I don’t know if that’s an Alaskan thing, where you kind of grow up and life’s a little harder. And I don’t mean that in a bad way: You’re just you’re exposed to things in Alaska that you really aren’t exposed to in many other places. It matures you faster than you might in other places, and you have a level of hardness you don’t see in a lot of places. So I think that helps these kids go the distance, and do what they had to do for themselves.

CG: When did you find out that you had won the Audience Choice Award?

JH: That’s kind of funny. You expect big moments in your life to be very big and very special and very weighty. Like, I remember when I found out we got into the Santa Barbara International Film Festival, which is a huge deal — I was feeding my five month old daughter mashed up food when I got the notification. It’s amazing news, which is kind of a funny way to get that news. 

Then, you know, I was actually doing the recycling at our house — sorting bottles and cans when I got a call from the festival director. And he’s like, ‘Hey, just want to let you know that I have some good news for you. You won the festival, you won Audience Choice Award.’

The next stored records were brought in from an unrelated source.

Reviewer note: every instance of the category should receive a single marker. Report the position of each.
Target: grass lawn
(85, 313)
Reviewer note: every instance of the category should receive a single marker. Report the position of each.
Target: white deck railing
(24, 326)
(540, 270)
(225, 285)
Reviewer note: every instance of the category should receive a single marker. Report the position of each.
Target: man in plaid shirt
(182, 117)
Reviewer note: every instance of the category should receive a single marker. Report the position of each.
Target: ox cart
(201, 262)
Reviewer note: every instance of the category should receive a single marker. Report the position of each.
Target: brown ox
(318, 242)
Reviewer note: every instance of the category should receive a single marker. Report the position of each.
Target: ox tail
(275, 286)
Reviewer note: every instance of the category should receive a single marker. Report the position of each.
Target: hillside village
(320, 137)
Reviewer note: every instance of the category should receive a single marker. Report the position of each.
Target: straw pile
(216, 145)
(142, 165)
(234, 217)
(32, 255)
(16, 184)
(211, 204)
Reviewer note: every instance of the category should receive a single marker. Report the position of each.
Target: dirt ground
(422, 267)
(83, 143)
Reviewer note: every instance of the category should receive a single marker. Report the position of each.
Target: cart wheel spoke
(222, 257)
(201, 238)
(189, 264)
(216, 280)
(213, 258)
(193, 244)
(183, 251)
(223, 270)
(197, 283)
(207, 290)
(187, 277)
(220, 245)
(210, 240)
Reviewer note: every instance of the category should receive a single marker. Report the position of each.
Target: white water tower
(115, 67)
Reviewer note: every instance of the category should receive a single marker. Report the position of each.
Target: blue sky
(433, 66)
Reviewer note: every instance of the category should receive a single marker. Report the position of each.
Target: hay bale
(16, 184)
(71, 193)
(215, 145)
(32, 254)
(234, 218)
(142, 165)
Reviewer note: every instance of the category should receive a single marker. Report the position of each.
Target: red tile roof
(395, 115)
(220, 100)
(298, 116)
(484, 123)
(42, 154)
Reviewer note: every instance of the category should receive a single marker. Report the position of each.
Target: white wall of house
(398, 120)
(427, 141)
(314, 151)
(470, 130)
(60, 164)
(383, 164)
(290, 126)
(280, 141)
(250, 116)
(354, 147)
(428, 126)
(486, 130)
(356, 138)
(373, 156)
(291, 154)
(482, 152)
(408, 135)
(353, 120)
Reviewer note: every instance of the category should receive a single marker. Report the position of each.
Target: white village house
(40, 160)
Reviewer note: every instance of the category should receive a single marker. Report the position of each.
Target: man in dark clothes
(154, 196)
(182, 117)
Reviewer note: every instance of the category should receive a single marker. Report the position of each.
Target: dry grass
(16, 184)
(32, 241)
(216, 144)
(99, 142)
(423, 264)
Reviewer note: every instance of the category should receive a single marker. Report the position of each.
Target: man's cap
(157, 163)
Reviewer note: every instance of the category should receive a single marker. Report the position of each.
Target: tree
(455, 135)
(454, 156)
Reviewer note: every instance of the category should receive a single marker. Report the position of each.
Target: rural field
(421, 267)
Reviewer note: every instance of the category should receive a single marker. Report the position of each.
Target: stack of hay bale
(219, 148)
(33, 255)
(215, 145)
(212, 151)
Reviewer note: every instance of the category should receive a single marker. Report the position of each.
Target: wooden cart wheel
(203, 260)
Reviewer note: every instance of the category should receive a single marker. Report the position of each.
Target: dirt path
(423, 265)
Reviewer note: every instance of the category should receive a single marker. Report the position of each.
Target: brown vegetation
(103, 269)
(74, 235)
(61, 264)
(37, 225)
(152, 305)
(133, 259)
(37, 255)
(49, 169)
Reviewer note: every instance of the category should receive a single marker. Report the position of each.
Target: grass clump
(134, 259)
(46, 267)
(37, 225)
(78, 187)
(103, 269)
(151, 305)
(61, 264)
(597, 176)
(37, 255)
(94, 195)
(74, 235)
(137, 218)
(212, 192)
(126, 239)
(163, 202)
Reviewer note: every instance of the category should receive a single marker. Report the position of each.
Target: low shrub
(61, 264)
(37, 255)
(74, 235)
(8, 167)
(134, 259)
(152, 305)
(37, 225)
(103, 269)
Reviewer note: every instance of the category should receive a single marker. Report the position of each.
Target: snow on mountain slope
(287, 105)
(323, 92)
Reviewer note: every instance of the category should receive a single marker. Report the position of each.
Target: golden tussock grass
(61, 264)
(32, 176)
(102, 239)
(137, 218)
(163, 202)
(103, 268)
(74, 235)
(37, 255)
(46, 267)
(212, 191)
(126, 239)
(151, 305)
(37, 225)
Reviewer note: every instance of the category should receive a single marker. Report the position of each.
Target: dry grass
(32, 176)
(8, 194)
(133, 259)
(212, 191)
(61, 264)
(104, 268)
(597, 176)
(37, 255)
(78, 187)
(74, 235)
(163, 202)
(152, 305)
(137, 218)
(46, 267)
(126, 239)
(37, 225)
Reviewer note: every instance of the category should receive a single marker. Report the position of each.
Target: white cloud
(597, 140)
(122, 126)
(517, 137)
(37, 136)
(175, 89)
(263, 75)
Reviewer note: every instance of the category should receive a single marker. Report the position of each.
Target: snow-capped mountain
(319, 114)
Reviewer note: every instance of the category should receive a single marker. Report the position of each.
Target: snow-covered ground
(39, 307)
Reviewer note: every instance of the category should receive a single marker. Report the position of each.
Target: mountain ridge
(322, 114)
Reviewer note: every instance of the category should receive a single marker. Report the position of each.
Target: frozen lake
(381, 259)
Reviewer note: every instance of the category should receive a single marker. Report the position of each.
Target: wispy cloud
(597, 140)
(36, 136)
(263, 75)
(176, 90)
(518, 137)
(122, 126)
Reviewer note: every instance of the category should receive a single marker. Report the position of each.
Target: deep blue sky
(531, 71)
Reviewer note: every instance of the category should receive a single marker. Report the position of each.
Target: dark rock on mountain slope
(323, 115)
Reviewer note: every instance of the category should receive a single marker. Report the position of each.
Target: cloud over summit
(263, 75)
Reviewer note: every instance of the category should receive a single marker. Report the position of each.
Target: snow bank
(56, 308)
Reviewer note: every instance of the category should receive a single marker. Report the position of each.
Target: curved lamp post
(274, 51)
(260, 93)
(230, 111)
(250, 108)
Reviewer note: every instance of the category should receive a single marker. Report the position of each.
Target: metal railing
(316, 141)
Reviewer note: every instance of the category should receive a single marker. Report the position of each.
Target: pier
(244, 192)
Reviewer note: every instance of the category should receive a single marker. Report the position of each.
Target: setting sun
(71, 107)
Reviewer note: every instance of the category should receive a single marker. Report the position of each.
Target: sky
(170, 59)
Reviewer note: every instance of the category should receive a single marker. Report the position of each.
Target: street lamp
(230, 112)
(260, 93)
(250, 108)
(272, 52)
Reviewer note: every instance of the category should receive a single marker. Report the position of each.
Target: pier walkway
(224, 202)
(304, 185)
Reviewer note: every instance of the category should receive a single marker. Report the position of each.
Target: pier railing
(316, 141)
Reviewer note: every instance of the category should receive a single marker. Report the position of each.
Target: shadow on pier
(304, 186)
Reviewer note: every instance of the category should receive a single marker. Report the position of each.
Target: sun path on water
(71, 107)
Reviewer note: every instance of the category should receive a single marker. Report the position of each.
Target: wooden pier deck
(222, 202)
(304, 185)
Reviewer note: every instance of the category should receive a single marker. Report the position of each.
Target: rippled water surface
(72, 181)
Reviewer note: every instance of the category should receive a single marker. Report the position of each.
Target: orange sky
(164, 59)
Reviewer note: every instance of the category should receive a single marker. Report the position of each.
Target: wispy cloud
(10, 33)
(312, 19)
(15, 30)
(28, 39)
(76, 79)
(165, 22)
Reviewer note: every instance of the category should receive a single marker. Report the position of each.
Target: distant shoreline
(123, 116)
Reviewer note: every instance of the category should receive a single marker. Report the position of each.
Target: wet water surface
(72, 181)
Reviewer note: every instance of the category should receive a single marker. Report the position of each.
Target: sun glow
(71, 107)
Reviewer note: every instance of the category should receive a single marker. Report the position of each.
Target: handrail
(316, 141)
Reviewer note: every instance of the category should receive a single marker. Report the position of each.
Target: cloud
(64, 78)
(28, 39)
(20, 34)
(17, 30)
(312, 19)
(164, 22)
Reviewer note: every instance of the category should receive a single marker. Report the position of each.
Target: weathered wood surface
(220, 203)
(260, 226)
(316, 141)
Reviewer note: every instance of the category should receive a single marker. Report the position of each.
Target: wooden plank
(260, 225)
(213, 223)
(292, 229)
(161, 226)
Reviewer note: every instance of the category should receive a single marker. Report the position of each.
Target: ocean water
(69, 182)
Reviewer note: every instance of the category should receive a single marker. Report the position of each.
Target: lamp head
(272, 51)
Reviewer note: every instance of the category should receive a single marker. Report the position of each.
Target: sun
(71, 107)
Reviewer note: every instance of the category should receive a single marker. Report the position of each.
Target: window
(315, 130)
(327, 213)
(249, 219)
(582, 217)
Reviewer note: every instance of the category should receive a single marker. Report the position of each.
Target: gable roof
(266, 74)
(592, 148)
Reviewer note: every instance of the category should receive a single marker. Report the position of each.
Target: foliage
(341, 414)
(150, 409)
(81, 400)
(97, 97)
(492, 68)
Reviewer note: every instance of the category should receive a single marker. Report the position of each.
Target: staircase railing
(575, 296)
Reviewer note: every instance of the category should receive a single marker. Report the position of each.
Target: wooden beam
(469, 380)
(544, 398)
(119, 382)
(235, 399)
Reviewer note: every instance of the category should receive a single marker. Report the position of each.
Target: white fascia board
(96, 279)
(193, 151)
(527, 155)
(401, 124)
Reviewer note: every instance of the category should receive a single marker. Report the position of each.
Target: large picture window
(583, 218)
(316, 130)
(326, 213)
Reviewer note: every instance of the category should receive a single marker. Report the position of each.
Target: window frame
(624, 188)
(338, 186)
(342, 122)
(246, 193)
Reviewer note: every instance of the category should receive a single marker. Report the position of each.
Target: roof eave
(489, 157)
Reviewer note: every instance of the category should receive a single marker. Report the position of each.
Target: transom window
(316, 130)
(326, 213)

So that’s not normal. Normally, there are actual closing awards, and it’s much more of a thing, but yeah — in the age of COVID, I’m making sure I get my bottles in one spot and my cans in another so the recycling man gets it right. Life in the age of COVID.

CG: Yeah, that’s funny. That’s something you can tell your daughter forever, right?

JH: Yeah, exactly. I was feeding you mashed avocado when I found out we were going to get a chance to show this to the world, and kind of start the process.

I also want to say, I owe so much thanks to the community of Metlakatla. So any time I can thank them for their hospitality, for their trust, and their love, for letting me and my team in to be a part of their community, to be a part of their world, and to tell their story — that really required a lot of trust. It would have been hard, and I’m sure at times, it was hard. But they were so amazing to us. Telling their story was the best experience of my professional life.